Manufacturers like to tease the media by unveiling thrilling concepts, some of which will never see the light of day. Two exciting examples from DCX were the Dodge Tomahawk in 2003 (a Viper-powered motorcycle) and the Chrysler ME Four-Twelve supercar from last year. This year, it's Jeep's turn: the dual-Hemi-powered, four-wheel-steered Hurricane--a vehicle DaimlerChrysler hopes has every other OE engineer scratching his head and raises the off-road bar to new heights.
If one Hemi is good, two must be better, right? With one 5.7-liter engine at each end of the 151.8-inch Hurricane, with a combined 670 horsepower and 740 pound-feet of torque, this Jeep is equipped to overcome any obstacle. With 16 cylinders of power on tap (able to move the Hurricane from zero to 60 in less than five seconds), Chrysler's Multi-Displacement System gives the driver the option of deactivating four, eight, or 12 cylinders, depending on need. (Current production 5.7-liter MDS engines deactivate four cylinders at a time; the ability to deactivate six out of eight cylinders indicates that an advanced form of MDS might be on the horizon).

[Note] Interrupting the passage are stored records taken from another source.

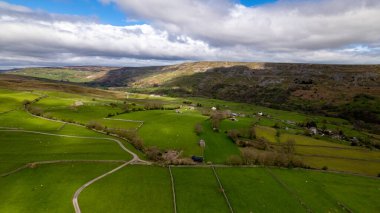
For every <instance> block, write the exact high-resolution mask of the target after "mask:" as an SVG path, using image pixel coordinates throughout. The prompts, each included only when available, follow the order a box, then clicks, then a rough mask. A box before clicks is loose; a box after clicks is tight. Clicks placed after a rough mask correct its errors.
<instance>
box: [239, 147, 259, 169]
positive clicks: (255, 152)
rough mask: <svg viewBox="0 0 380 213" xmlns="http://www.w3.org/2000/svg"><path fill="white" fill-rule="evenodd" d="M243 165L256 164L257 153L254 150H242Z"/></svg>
mask: <svg viewBox="0 0 380 213" xmlns="http://www.w3.org/2000/svg"><path fill="white" fill-rule="evenodd" d="M241 154H242V157H243V160H244V163H245V164H248V165H249V164H256V163H257V159H258V153H257V151H256V150H254V149H242V151H241Z"/></svg>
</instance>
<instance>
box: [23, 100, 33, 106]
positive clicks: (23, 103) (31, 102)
mask: <svg viewBox="0 0 380 213" xmlns="http://www.w3.org/2000/svg"><path fill="white" fill-rule="evenodd" d="M31 103H32V102H31V101H30V100H23V101H22V105H24V106H25V107H26V106H27V105H30V104H31Z"/></svg>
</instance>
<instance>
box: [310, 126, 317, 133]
mask: <svg viewBox="0 0 380 213" xmlns="http://www.w3.org/2000/svg"><path fill="white" fill-rule="evenodd" d="M309 131H310V133H311V134H313V135H316V134H318V130H317V128H316V127H310V129H309Z"/></svg>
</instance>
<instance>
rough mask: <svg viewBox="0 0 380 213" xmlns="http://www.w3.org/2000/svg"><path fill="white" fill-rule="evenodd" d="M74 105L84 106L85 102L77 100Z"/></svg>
mask: <svg viewBox="0 0 380 213" xmlns="http://www.w3.org/2000/svg"><path fill="white" fill-rule="evenodd" d="M74 106H83V102H82V101H75V102H74Z"/></svg>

While no fuel-economy numbers were issued on the Hurricane, we'd expect them to be better than any other 16-cylinder, 600-plus horsepower exotic on the market.
The Hurricane's power is delivered through a central transfer case, called the T-Box, to innovative split axles (combining the advantages of solid axles with those of an independent suspension) with a mechanically controlled four-wheel torque-distribution system. Suspension is a short/long-arm independent design front and rear, with 20 inches of suspension travel, controlled by coilover shocks with remote reservoirs. The rotational direction of each of the four prop shafts allows the Hurricane to apply downward force at each wheel for traction in any circumstance.
The Hurricane may stray from Jeep's traditional solid-axle setup, but purists probably won't complain about 14.3 inches of ground clearance, near-vertical approach/departure angles, and 37-inch tires.
Some sports cars claim that they can turn on a dime--the Hurricane goes one better. With four-wheel steering, the Hurricane can turn within its own length of 151.8 inches. This is due to the unique skid-steer capability and toe steer: the ability to turn the front and rear tires inward. In addition, the vehicle features two modes of automated four-wheel steering. The first is traditional: the rear tires turn in the opposite direction of the front to reduce the turning circle. With the second, the vehicle can turn all four wheels in the same direction for nimble crablike steering. The vehicle can move sideways without changing the direction in which it's pointing.